更新される総合都市交通マスタープランは、安全性や快適性に加え、都市における環境の調和といった視点も取り入れています。それには、都市鉄道やLRT(Light Rail Transit)※1による公共交通インフラの整備などの中長期的な方策から、市内の駐車管理、信号交差点の交通管理の強化など、近い将来に取り組むべき行動計画(アクションプラン)も盛り込まれています。(2014年8月時点)
※1 低床式車両の活用や軌道・電停の改良により乗降が容易で、定時性、速達性、快適性などの面で優れた特徴を持つ次世代の軌道系交通システム。
(国土交通省HPより http://www.mlit.go.jp/road/sisaku/lrt/lrt_index.html#2)
●ケニア
ナイロビ都市開発マスタープラン策定プロジェクト
技術協力プロジェクト(2012年11月~2014年8月)

ナイロビ市役所から市内のビジネス街を望む(写真:JICAプロジェクトチーム)
2030年までに中所得国になることを目指すケニアの首都ナイロビ市は、経済規模のみならず、政治的、社会的にも非常に重要な位置を占めています。しかし、ナイロビ市では、包括的な都市計画が1973年からおよそ40年間も更新されておらず、都市開発の方向性が定まっていませんでした。
1980年には80万人であったナイロビ市首都圏の人口は、その30年後の2009年には310万人となり、さらに2030年には520万人にまで増加すると見込まれています。こうした人口の急増に伴う交通渋滞やスラムの拡大、環境悪化などの問題は長年放置され、経済活動や住民生活に著しく支障を来すほど深刻になっています。今後の発展には、交通網、居住環境、廃棄物処理、そして給水などの整備を含む様々なセクターにまたがる整合性のある都市計画を策定することが必要となります。
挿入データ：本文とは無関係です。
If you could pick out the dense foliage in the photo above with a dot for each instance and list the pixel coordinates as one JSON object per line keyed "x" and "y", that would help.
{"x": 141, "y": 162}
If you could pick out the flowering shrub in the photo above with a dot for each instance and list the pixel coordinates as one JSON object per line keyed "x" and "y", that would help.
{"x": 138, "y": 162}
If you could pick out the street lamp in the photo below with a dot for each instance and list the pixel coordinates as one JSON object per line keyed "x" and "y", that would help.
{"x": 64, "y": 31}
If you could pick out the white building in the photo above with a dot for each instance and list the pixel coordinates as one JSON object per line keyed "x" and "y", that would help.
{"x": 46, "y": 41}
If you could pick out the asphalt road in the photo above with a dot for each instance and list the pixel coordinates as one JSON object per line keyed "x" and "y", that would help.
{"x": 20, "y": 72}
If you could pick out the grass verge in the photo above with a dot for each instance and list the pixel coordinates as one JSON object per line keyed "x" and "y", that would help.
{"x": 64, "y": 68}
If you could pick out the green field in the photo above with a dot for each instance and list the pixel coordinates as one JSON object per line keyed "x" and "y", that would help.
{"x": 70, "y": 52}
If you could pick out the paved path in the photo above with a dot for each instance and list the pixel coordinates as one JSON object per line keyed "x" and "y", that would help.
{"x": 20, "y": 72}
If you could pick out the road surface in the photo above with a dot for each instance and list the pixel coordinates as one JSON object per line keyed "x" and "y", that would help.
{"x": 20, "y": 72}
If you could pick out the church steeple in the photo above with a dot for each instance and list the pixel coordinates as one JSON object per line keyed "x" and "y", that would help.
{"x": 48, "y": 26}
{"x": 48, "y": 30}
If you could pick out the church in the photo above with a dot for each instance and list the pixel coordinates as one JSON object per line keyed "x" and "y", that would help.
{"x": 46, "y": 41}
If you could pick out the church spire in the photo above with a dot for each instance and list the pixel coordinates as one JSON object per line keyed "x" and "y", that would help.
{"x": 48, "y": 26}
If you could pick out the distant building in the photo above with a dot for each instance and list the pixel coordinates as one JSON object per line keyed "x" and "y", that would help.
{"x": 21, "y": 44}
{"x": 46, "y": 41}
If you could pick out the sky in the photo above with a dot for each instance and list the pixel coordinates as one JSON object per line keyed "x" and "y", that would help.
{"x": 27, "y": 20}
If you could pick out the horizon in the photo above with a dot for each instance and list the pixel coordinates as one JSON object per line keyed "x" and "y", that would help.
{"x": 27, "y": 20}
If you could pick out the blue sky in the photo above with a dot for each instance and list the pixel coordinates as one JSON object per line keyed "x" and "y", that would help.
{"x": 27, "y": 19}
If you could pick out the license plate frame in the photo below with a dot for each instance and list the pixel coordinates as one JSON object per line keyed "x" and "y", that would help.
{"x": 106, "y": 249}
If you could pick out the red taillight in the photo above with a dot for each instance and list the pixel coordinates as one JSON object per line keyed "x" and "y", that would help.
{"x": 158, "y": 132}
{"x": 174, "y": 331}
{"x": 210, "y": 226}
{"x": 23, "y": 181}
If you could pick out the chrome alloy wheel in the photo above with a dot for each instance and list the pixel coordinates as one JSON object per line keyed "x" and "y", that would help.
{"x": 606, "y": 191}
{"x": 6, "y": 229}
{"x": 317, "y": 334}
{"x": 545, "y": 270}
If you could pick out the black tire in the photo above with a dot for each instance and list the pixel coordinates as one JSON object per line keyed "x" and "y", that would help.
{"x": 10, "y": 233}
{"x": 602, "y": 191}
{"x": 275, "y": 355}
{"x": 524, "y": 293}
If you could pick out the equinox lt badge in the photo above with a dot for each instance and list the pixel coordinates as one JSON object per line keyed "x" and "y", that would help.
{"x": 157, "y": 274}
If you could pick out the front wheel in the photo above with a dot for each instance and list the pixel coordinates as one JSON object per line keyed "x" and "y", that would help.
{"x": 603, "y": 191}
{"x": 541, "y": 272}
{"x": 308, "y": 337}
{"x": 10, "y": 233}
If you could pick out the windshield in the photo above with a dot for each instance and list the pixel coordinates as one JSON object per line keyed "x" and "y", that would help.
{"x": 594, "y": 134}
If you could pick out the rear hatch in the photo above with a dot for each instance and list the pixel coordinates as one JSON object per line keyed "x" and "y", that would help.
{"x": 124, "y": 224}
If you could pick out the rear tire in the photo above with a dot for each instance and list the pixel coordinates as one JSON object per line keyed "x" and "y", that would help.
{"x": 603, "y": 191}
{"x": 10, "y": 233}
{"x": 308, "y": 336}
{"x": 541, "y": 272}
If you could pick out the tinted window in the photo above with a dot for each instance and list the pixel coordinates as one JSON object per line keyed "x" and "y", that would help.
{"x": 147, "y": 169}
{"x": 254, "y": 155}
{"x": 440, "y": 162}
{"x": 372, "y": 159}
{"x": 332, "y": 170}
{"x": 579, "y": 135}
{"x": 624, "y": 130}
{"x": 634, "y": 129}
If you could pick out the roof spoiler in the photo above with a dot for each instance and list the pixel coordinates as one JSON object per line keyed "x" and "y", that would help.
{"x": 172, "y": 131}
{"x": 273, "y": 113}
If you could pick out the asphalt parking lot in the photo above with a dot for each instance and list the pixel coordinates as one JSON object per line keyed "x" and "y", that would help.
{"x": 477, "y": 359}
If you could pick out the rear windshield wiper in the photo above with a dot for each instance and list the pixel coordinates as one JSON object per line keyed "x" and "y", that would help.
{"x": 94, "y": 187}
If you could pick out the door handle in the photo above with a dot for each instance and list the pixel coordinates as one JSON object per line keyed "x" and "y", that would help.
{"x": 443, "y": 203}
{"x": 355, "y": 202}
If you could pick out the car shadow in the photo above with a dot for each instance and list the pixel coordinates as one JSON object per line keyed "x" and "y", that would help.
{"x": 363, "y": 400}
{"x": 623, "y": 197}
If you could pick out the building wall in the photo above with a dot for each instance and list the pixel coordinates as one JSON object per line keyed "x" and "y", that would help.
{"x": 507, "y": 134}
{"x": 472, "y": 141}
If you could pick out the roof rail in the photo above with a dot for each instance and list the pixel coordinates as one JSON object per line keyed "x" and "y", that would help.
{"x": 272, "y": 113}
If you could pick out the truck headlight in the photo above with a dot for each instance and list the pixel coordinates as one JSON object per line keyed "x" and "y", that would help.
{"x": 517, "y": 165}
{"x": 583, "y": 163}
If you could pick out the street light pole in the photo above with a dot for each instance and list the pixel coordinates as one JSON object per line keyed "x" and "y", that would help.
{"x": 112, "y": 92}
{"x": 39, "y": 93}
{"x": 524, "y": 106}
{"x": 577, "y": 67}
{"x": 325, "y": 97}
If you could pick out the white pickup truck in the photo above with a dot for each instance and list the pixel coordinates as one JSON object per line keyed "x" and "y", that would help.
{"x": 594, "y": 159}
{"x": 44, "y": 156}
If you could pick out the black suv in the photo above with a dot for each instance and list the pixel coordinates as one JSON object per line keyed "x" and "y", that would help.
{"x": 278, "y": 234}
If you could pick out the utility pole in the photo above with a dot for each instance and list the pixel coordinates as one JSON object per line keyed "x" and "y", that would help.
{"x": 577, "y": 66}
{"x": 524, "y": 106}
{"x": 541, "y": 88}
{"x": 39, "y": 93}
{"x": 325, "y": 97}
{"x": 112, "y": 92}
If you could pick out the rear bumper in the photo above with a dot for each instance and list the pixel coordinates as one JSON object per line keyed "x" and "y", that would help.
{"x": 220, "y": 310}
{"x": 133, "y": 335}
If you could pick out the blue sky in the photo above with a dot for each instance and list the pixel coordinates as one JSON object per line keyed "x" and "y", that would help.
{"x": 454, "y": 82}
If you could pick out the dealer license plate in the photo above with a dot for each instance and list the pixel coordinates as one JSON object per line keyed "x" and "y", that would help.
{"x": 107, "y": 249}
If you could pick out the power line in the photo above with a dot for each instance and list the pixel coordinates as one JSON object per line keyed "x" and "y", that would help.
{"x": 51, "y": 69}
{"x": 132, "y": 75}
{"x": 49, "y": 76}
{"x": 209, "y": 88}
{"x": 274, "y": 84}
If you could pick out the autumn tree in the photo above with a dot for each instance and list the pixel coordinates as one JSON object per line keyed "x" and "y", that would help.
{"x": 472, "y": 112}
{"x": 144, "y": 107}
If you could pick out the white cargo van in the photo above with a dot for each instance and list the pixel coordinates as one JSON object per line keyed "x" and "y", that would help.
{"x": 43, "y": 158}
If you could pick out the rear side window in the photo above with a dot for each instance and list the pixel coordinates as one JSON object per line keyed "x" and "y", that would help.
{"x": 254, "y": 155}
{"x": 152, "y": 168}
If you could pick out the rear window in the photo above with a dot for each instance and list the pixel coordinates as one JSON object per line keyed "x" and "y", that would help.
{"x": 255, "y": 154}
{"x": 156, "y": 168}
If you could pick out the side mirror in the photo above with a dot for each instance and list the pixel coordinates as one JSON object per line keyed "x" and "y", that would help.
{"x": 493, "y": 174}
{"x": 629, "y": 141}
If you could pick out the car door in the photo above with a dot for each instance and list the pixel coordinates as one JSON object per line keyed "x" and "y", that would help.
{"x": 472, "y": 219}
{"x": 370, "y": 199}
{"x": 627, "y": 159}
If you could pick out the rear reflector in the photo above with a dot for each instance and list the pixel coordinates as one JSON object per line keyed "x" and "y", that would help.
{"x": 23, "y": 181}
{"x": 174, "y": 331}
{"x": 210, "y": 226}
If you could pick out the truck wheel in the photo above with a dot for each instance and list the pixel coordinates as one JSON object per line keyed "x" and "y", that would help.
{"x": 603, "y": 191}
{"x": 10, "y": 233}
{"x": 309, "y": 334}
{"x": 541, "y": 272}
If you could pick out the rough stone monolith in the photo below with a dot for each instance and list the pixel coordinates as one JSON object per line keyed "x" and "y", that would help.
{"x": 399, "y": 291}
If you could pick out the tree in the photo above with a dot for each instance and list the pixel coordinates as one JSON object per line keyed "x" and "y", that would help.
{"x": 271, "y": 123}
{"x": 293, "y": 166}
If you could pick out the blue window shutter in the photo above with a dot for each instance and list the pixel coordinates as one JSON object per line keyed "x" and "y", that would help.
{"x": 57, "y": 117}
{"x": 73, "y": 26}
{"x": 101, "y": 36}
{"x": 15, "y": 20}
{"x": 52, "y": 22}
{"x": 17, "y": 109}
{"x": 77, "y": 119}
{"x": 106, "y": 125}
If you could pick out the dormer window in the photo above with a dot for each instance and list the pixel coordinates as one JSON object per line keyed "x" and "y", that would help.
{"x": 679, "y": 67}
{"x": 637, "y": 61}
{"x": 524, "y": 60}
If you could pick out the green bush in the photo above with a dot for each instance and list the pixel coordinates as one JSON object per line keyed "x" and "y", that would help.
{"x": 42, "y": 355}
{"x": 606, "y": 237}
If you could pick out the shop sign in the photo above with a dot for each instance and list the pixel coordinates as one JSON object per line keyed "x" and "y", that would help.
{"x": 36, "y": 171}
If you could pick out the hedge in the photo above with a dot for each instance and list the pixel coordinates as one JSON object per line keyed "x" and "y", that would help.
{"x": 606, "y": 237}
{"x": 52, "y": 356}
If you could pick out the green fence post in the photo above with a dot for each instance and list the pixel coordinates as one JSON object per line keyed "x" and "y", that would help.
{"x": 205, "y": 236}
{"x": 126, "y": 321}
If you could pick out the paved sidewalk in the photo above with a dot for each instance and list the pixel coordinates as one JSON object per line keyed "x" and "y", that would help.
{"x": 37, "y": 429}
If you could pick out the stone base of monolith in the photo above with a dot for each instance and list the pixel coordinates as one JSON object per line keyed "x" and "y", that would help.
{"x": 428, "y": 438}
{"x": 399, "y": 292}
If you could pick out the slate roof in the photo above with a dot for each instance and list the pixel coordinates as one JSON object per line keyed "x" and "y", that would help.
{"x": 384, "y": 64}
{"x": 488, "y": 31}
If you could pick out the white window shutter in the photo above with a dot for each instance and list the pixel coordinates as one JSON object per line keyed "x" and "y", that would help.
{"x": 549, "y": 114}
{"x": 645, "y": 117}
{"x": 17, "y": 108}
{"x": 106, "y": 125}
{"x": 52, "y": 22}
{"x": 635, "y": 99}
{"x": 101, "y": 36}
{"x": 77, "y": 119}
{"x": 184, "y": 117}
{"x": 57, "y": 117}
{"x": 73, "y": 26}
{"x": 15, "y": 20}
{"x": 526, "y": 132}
このプロジェクトでは、同市における2030年を目標とした都市開発マスタープランの策定を支援しました。総勢18名のコンサルタントを派遣して、都市計画、土地利用計画、道路・都市交通、環境管理、産業振興、電力計画、上下水道排水計画、人材育成など多岐にわたる分野で、日本の技術と経験を活かした支援を実施しました。たとえば、交通実態調査を行い、その結果をもとに将来の交通需要予測を行い、ナイロビ市の都市計画に反映しています。日本が支援して策定されたマスタープランが、2030年を目標としたナイロビ市の開発に役立つものとなり、第4次ナイロビ市都市開発計画として政府により承認されることが期待されます。